参考文章链接:
知乎:最适合深度学习的三维旋转表示
pytorch旋转矩阵转四元数及各种旋转表示方式之间的转换实现代码
CVPR19的论文《On the Continuity of Rotation Representations in Neural Networks》。
这篇文章分析比较了旋转矩阵,欧拉角,四元数等常见三维旋转表示对神经网络训练的影响,并提出了一种适合深度学习的 6D三维旋转表示方法。
不连续(Continiuous)的旋转表示不是好的旋转表示
右图中表示的是用几何圆表示的旋转一周,左图是用数值表示的旋转一周,为方便理解,我补充了图中红字
右图从45度到-45度是连续的,但是在左图的数值反映是不连续的,【0–π/4】和【7π/4–2π】
这个图中的表达的意思是从使用上边左图的数值表示的旋转是不连续的,这样的表示是不好的
1. 绕x轴旋转90°
angle = 90/180*math.pi
transform_matrix_x = np.array([
[1, 0, 0],
[0, math.cos(angle), -math.sin(angle)],
[0, math.sin(angle), math.cos(angle)]])#绕x轴
2.绕y轴旋转90°
angle = 90/180*math.pi
transform_matrix_y = np.array([
[math.cos(angle), 0, math.sin(angle)],
[0, 1, 0],
[-math.sin(angle), 0, math.cos(angle)]])#绕y轴
2.绕z轴旋转90°
angle = 90/180*math.pi
transform_matrix_z = np.array([
[math.cos(angle), -math.sin(angle), 0],
[math.sin(angle), math.cos(angle), 0],
[0, 0, 1]])#绕z轴
旋转矩阵转6D表示
很容易理解就是取3X3旋转矩阵的前两行的6个数
def matrix_to_rotation_6d(matrix: torch.Tensor) -> torch.Tensor:
"""
Converts rotation matrices to 6D rotation representation by Zhou et al. [1]
by dropping the last row.
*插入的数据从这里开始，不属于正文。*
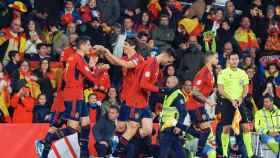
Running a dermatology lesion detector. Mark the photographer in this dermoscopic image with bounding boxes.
[176,36,204,80]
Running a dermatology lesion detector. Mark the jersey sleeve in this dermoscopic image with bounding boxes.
[140,64,159,93]
[193,69,207,91]
[242,71,249,86]
[77,59,97,83]
[217,71,225,85]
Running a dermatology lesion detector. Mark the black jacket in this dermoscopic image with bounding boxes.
[33,105,50,123]
[93,116,116,142]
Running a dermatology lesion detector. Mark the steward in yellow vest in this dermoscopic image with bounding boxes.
[159,76,187,158]
[254,96,280,153]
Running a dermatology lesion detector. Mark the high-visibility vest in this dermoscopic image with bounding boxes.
[161,89,185,123]
[254,106,280,134]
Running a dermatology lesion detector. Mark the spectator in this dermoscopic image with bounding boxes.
[66,23,77,37]
[96,0,120,25]
[135,12,156,33]
[24,32,42,56]
[93,106,119,157]
[265,21,280,51]
[59,33,78,62]
[161,0,183,29]
[202,9,224,32]
[33,94,50,123]
[225,0,240,30]
[49,23,68,56]
[26,43,51,62]
[60,0,81,25]
[5,51,20,75]
[78,0,101,22]
[101,87,120,115]
[262,82,280,107]
[0,19,26,65]
[250,5,266,42]
[176,36,204,80]
[78,17,109,47]
[33,59,56,108]
[234,17,259,57]
[259,63,280,85]
[11,80,35,123]
[152,15,175,51]
[240,56,255,70]
[136,32,152,58]
[219,42,234,68]
[254,95,280,153]
[216,21,233,52]
[0,63,12,123]
[11,61,31,90]
[123,17,136,38]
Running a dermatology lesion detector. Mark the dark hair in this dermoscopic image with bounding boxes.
[125,38,138,46]
[109,105,120,113]
[37,93,47,100]
[137,31,150,39]
[228,52,239,59]
[263,94,274,101]
[88,93,96,99]
[36,43,48,50]
[164,48,176,59]
[8,50,19,61]
[76,36,90,49]
[40,59,51,72]
[163,64,176,77]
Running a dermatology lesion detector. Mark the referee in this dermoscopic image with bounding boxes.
[218,53,253,158]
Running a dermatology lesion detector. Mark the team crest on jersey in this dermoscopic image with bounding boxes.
[180,99,185,104]
[239,80,244,86]
[145,71,151,77]
[134,112,140,119]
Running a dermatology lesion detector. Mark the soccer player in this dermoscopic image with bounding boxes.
[187,54,218,157]
[105,46,175,156]
[218,53,253,158]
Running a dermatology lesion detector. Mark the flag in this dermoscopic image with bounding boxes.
[48,133,80,158]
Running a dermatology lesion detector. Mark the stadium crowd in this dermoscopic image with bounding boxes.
[0,0,280,158]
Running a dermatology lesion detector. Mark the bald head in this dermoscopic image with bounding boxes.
[166,76,179,88]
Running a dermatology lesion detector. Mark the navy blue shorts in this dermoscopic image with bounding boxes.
[49,112,66,128]
[118,102,152,122]
[63,100,89,121]
[189,106,210,124]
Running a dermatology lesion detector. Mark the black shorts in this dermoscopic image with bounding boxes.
[118,102,152,122]
[189,106,210,124]
[63,100,89,121]
[220,99,252,125]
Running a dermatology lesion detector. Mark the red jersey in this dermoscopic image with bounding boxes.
[130,58,159,108]
[93,69,111,101]
[187,66,215,110]
[121,53,144,105]
[62,53,97,101]
[11,94,35,123]
[60,47,76,62]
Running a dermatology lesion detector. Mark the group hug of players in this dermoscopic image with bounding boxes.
[35,36,253,158]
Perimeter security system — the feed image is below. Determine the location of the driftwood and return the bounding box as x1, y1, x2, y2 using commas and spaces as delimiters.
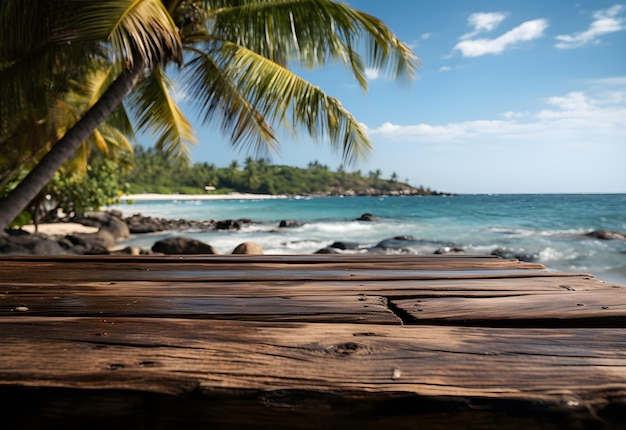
0, 255, 626, 429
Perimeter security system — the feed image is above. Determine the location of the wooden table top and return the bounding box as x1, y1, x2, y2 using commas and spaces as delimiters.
0, 255, 626, 429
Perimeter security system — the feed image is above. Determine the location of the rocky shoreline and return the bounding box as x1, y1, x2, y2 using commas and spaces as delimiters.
0, 211, 626, 256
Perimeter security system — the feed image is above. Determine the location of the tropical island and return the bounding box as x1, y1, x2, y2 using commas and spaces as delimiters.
120, 146, 450, 196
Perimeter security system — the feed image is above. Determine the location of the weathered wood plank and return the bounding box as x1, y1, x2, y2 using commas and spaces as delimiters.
1, 256, 554, 282
391, 287, 626, 327
0, 255, 626, 429
0, 274, 614, 299
0, 291, 402, 324
0, 317, 626, 409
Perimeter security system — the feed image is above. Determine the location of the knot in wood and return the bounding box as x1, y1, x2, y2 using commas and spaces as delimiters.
324, 342, 369, 356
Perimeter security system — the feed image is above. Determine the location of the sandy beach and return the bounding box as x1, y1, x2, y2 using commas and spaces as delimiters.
22, 222, 98, 236
121, 193, 287, 202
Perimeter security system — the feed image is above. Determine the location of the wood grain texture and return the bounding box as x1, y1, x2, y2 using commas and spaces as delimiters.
0, 256, 626, 429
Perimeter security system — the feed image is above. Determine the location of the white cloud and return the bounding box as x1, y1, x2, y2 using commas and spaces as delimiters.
368, 80, 626, 145
500, 111, 527, 119
454, 19, 548, 57
365, 67, 380, 81
461, 12, 507, 39
554, 5, 626, 49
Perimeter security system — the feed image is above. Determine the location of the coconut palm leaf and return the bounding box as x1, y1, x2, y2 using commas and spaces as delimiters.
63, 0, 182, 66
183, 44, 278, 156
225, 44, 371, 163
131, 66, 197, 158
205, 0, 419, 89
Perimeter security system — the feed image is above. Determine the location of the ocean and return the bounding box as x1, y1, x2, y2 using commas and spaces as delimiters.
107, 194, 626, 285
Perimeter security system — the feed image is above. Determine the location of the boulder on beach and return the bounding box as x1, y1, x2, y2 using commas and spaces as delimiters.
585, 230, 626, 240
355, 213, 378, 221
278, 219, 302, 228
215, 218, 252, 230
328, 242, 359, 251
233, 242, 263, 255
434, 246, 465, 255
491, 248, 539, 263
315, 246, 341, 254
0, 232, 68, 255
152, 236, 217, 254
374, 236, 417, 249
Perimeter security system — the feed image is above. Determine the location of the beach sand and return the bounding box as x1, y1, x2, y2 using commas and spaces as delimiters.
22, 222, 99, 236
121, 193, 287, 202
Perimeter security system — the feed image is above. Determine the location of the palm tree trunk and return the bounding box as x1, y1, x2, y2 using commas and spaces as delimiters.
0, 55, 144, 234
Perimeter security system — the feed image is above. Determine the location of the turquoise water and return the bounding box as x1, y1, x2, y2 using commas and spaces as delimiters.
107, 194, 626, 284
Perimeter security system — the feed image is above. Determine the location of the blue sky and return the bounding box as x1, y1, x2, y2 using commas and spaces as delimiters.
163, 0, 626, 193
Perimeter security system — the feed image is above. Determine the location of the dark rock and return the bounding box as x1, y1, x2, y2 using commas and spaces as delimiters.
0, 234, 67, 255
328, 242, 359, 250
375, 236, 417, 249
585, 230, 626, 240
315, 247, 341, 254
152, 236, 217, 254
215, 219, 241, 230
356, 214, 378, 221
491, 248, 539, 263
434, 246, 465, 255
233, 242, 263, 255
100, 216, 130, 240
124, 214, 215, 234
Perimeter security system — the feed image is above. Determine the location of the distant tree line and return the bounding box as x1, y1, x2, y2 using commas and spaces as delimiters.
122, 147, 442, 195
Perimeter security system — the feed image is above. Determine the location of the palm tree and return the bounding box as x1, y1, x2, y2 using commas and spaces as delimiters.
0, 0, 418, 230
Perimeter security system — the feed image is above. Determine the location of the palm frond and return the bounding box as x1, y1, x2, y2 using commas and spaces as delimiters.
183, 46, 278, 157
66, 0, 182, 65
131, 66, 197, 158
205, 0, 420, 89
188, 43, 371, 162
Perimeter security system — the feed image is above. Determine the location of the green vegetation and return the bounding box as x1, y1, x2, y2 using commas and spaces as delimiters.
0, 0, 419, 230
125, 147, 440, 195
0, 157, 130, 227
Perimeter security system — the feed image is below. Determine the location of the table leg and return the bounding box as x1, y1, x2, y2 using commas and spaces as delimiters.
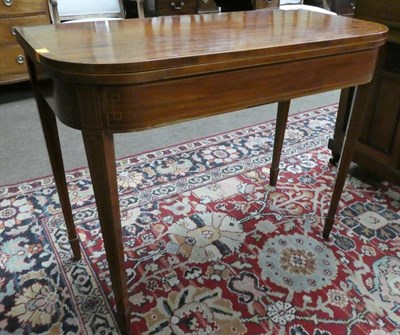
322, 85, 369, 238
269, 100, 290, 186
82, 131, 130, 334
27, 58, 81, 260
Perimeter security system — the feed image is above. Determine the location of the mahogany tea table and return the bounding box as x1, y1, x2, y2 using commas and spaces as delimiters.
16, 10, 387, 334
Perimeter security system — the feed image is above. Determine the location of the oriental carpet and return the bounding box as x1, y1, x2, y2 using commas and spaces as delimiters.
0, 105, 400, 335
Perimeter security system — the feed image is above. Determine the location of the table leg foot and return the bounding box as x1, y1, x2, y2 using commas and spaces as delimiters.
115, 312, 130, 335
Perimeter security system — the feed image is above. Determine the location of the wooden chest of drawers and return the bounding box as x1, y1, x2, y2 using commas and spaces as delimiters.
328, 0, 400, 184
0, 0, 50, 84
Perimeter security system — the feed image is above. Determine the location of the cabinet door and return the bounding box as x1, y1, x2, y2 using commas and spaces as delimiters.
156, 0, 197, 16
198, 0, 219, 14
254, 0, 279, 9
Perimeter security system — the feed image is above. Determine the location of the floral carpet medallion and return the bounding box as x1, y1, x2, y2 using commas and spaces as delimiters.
0, 106, 400, 335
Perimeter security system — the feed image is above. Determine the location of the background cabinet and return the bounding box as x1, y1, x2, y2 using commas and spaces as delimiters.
0, 0, 50, 84
328, 0, 400, 184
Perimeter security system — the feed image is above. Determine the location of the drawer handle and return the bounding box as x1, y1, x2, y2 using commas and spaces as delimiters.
171, 1, 185, 10
15, 55, 25, 64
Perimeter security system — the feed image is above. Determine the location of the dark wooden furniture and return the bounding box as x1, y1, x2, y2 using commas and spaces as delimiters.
155, 0, 279, 16
328, 0, 400, 183
328, 0, 356, 17
0, 0, 50, 85
17, 10, 387, 333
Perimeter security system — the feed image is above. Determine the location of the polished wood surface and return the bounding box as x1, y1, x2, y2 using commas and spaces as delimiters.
328, 0, 400, 184
17, 10, 387, 333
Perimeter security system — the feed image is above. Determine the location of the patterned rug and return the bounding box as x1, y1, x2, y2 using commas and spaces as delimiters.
0, 105, 400, 335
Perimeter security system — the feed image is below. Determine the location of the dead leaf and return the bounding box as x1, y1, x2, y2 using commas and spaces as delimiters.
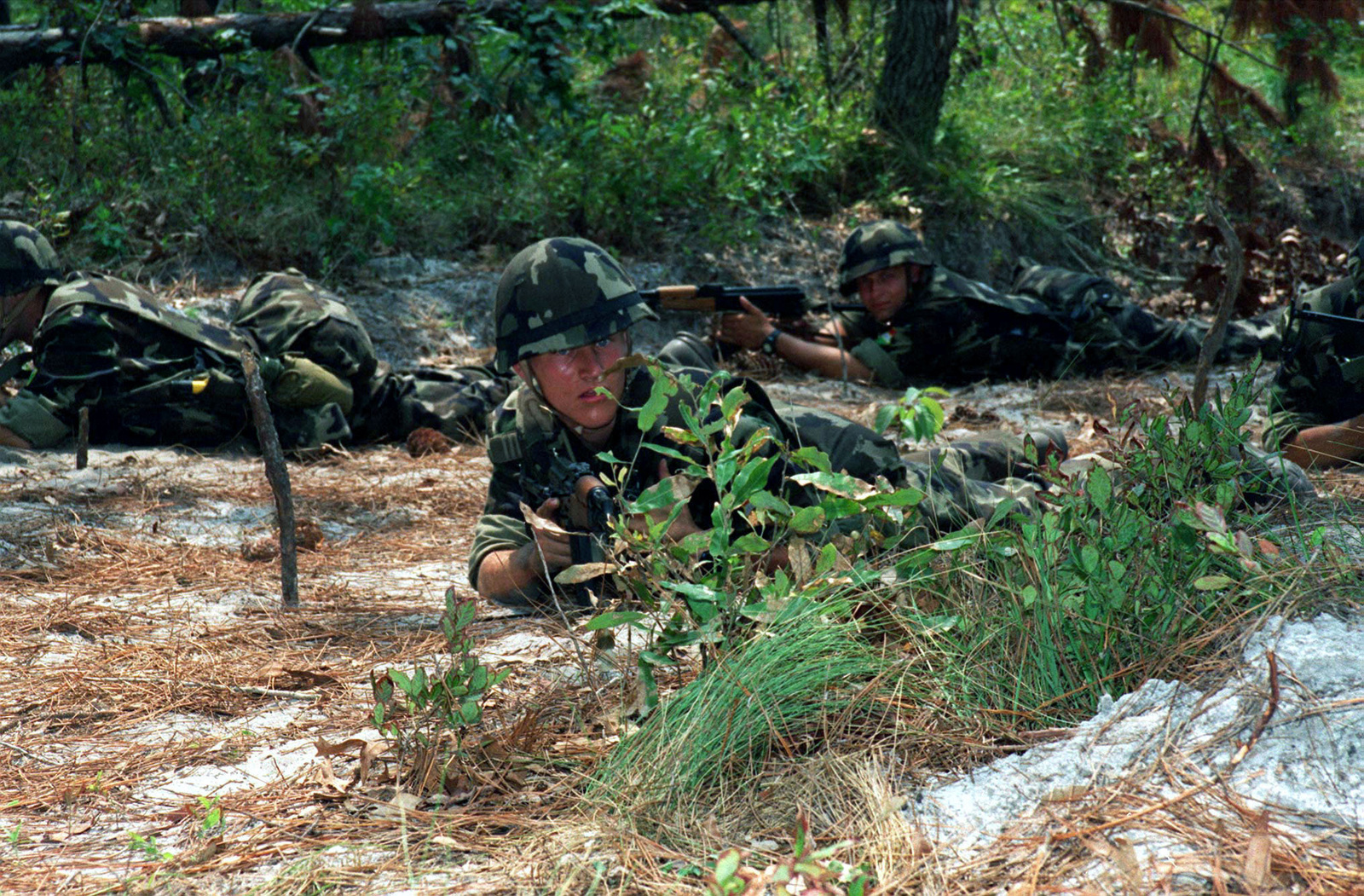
312, 737, 370, 755
1241, 812, 1273, 893
521, 500, 571, 535
554, 564, 616, 585
359, 741, 390, 782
Note that 6D representation is not unique.
Args:
matrix: batch of rotation matrices of size (*, 3, 3)
Returns:
6D rotation representation, of size (*, 6)
[1] Zhou, Y., Barnes, C., Lu, J., Yang, J., & Li, H.
On the Continuity of Rotation Representations in Neural Networks.
IEEE Conference on Computer Vision and Pattern Recognition, 2019.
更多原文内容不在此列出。